Szczęście Fornalika
Ten Fornalik to ma szczęście. Że dostał dres z napisem Polska po Franciszku Smudzie ? To też, ale przede wszystkim dlatego, że za chwilę damy nura w igrzyska olimpijskie na dobrych kilkanaście dni i będzie miał w tym czasie może nie święty, ale jednak spokój. Nie byłem fanem jego kandydatury. Nic osobistego, jak mawiają Amerykanie. Szansa na zmiany jest jednak przy tym trenerze dość mizerna. Ale skoro tęgie pezetpeenowskie głowy (żeby nie powiedzieć łby) wskazały na człowieka z Chorzowa, to przecież trudno mu źle życzyć.
Człowiek jak może odpędza od siebie jakieś jaśniejsze myśli na temat mających wkrótce nastąpić występów naszych orłów. Nie do końca się to udaje. Nie będę opisywał skomplikowanej natury kibica. Nikt lepiej nie gmera w zakamarkach kibicowskiej duszy niż Jerzy Pilch, na przykład w swoim Dzienniku. Powiem wam jedno, w przebraniu jak Pilch na mecze Cracovii, czy też bez przebrania na mecze kadry będziemy chodzić, a przynajmniej rzucać dobrym słowem (lub ich potokiem) w telewizor podczas transmisji.

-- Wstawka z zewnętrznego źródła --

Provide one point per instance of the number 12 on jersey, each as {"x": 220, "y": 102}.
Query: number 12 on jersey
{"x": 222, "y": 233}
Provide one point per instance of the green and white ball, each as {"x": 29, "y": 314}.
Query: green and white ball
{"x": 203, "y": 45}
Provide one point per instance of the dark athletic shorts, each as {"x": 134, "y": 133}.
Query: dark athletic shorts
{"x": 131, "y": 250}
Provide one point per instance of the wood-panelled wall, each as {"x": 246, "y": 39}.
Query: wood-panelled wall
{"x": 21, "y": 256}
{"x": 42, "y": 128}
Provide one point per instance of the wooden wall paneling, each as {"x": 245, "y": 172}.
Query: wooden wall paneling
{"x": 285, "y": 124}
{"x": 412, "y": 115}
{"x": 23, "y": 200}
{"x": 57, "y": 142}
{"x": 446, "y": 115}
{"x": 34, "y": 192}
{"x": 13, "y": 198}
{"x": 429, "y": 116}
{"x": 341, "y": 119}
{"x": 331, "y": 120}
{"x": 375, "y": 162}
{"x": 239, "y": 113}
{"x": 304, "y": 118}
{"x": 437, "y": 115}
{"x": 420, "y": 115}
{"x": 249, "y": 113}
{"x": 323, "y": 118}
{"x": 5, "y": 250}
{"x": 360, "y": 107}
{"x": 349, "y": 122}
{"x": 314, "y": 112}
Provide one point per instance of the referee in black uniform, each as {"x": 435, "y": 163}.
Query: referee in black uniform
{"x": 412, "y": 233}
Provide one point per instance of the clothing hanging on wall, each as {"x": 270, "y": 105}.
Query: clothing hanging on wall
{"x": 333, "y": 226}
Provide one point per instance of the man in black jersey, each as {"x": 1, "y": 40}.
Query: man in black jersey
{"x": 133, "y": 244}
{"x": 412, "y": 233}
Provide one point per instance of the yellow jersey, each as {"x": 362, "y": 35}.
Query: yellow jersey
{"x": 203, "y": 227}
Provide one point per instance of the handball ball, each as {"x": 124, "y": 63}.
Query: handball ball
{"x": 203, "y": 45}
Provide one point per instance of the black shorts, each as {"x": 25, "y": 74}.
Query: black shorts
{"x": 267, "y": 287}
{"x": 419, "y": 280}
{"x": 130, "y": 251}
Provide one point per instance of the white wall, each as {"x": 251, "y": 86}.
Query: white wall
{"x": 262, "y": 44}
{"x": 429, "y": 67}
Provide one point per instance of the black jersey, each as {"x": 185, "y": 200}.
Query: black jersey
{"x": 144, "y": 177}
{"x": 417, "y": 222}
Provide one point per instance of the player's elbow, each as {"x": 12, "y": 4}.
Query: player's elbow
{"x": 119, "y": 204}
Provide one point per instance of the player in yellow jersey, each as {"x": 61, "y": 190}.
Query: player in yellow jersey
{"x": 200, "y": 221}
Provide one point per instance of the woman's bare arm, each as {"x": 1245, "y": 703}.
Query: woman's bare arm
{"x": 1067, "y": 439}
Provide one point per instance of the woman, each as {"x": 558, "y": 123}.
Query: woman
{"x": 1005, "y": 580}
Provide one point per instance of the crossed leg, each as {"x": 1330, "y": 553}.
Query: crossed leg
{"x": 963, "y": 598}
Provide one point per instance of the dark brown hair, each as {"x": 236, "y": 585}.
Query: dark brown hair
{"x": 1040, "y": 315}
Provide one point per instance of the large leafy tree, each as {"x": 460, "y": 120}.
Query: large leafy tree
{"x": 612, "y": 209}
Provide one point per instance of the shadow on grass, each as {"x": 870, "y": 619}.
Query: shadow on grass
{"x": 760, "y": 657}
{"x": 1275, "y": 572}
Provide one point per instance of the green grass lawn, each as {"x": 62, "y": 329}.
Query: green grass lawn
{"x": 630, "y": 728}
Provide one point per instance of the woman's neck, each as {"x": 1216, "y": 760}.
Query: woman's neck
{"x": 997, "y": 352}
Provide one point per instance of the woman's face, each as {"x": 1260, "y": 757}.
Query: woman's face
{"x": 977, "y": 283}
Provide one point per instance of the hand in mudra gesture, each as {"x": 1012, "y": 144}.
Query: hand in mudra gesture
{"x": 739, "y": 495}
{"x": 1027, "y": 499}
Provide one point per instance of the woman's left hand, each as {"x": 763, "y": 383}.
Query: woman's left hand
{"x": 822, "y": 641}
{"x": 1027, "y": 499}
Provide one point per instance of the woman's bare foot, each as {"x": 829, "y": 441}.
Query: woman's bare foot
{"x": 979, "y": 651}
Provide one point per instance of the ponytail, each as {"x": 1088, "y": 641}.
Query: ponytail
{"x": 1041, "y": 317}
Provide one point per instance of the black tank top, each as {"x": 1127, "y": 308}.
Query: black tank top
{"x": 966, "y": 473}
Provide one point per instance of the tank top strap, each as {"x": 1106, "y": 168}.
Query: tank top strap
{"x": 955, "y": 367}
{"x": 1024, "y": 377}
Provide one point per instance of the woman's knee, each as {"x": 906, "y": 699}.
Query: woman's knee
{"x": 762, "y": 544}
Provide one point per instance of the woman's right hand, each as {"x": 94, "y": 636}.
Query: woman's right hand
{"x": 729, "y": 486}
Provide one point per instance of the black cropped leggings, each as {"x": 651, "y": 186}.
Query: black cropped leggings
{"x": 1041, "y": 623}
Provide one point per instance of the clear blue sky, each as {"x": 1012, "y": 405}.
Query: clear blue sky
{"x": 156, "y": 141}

Może jednak ten Fornalik nie będzie taki ostatni . Nie może poczuć się zaskoczony realiami naszej kochanej kopanej. Gdyby na jego miejscu znalazł się jakiś fachowiec z Bundesligi (byłem za), mógłby po pół roku zwołać konferencję i podzielić się ze światem swoim zadziwieniem z powodu tego, co zastał. Nasz selekcjoner nie opuszczał granic kraju zbyt często i na długo, więc nie stracił kontaktu z miejscową rzeczywistością. Przez rok wytrzymał w Polonii Warszawa. I jest to jeden z lepszych wyników na liście Józefa Wojciechowskiego. Nie wiem czy nie jest wielką przesadą porównanie tego osiągnięcia z trzema sezonami i wicemistrzostwem w Ruchu.
Nie przeszkadza mi też, że jego dementi w sprawie Mahlera i Mozarta. Wbrew wcześniejszym komunikatom podobno nie słucha ich zbyt często, bo nie ma czasu.
Szansę Fornalika najprościej opisał Grzegorz Mielcarski w jednym z wywiadów. Jeśli nowy przywódca reprezentacji będzie potrafił powiedzieć coś nowego w szatni, wytłumaczyć to na treningach, a na koniec jego wizja sprawdzi się na boisku, to zawodnicy uznają go za swego szefa. Im przecież też zależy.
Nie jest to oszałamiające wyzwanie, zważywszy na poprzednika. Zwierzenia Roberta Lewandowskiego w „Wyborczej” na temat Franciszka Smudy podczas EURO są przygnębiające: „ W przerwach nie było merytorycznej rozmowy. Sami ustala laliśmy, jak gramy i jak mamy zachowywać się na boisku. Trener nie milczał, niby coś mówił, ale może nie bardzo wiedział, co powiedzieć ?”
Lewandowski i co najmniej kilku jego kolegów traktują piłkę poważnie. Nawet gdyby nie kierowali się patriotycznymi porywami serca, to wiedzą, że sukcesy reprezentacji mają dla nich bardzo wymierną wartość na rynku. Chcą mieć trenera, który pomoże w ich osiągnięciu.
Warto więc dać trochę spokoju Fornalikowi nie tylko z powodu transmisji z Londynu. Systemu nie zmieni, ale może ma to coś, na co czekaliśmy przez wiele lat.